Today in History: April 9

Lee Surrenders

Portrait of Maj. Gen. Ulysses S. Grant
Major General Ulysses S. Grant, officer of the Federal Army,
Brady National Photographic Art Gallery, between 1860 and 1865.
Civil War Photographs, 1861-1865

Portrait of Gen. Robert E. Lee
General Robert E. Lee, officer of the Confederate Army,
Julian Vannerson, photographer, 1863.
Civil War Photographs, 1861-1865

"It would be useless and therefore cruel," Robert E. Lee remarked on the morning of April 9, 1865, "to provoke the further effusion of blood, and I have arranged to meet with General Grant with a view to surrender."1

The two generals met shortly after noon on April 9, 1865, at the home of Wilmer McClean in the village of Appomattox Court House, Virginia. Lee's surrender of the Army of Northern Virginia to Ulysses S. Grant, general-in-chief of all United States forces, hastened the conclusion of the Civil War.

In the weeks following, Confederate forces surrendered, and Confederate President Jefferson Davis was captured. On April 14, President Lincoln's name was added to the list of over 1 million Civil War casualties, and the bloody era the that began four years earlier in the corn fields of Manassas, Virginia finally was brought to a close.
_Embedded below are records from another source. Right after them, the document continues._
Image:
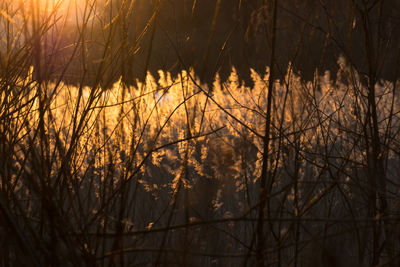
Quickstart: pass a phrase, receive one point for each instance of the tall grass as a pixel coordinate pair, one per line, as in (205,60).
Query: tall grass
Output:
(166,170)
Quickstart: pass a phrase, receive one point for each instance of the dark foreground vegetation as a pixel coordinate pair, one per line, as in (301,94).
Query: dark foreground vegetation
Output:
(106,161)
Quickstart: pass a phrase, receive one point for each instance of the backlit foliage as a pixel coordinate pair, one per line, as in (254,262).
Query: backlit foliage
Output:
(117,164)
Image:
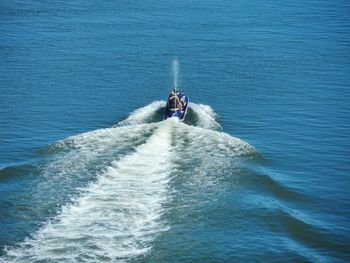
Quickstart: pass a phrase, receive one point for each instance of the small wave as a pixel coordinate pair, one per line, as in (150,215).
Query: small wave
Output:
(115,217)
(143,114)
(127,169)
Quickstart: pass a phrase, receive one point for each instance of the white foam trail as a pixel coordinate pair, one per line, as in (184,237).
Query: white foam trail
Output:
(116,217)
(141,115)
(206,116)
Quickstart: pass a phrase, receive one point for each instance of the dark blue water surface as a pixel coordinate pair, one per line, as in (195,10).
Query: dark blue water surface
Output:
(274,74)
After the surrender, former soldiers slowly returned home. One young Southerner despaired of seeing her husband again, when he turned up in Richmond ragged, but recognizable. Remembering the difficult years during and after the war she summed up her experience:

We had nothing on which to begin life over again, but we were young and strong, and began it cheerily enough. We are prosperous now, …little grandchildren cluster about us and listen with interest to grandpapa's and grandmamma's tales of the days when they "fought and bled and died together." They can't understand how such nice people as the Yankees and ourselves ever could have fought each other. "It doesn't seem reasonable," says Nellie…who is engaged to a gentleman from Boston, where we sent her to cultivate her musical talents, but where she applied herself to other matters, 'it doesn't seem reasonable, grandmamma, when you could just as easily have settled it all comfortably without any fighting. How glad I am I wasn't living then! How thankful I am that 'Old Glory' floats alike over North and South, now!'

And so am I, my darling, so am I!

Myrta Lockett Avary, ed.
A Virginia Girl in the Civil War, 1861-1865 (New York: D. Appleton and Co., 1903)
Electronic Edition, University of North Carolina at Chapel Hill, 1997
First-Person Narratives of the American South, Beginnings to 1920

Federal soldiers at the Courthouse
Federal Soldiers at the Court House, Appomattox Court House, Virginia,
Timothy H. O'Sullivan, photographer, April 1865.
Civil War Photographs, 1861-1865

Appomattox Court House, Va.
McLean House, Appomattox Court House, Virginia,
Timothy H. O'Sullivan, photographer, April 1865.
Civil War Photographs, 1861-1865

Civilians in front of the hotel
Civilians in front of the Hotel, Appomattox Court House, Virginia,
Timothy H. O'Sullivan, photographer, April 1865.
Civil War Photographs, 1861-1865

1 E.B. Long with Barbara Long, The Civil War Day By Day: An Almanac, 1861-1865, (1971; reprint, New York: Da Capo Press, 1971), 670.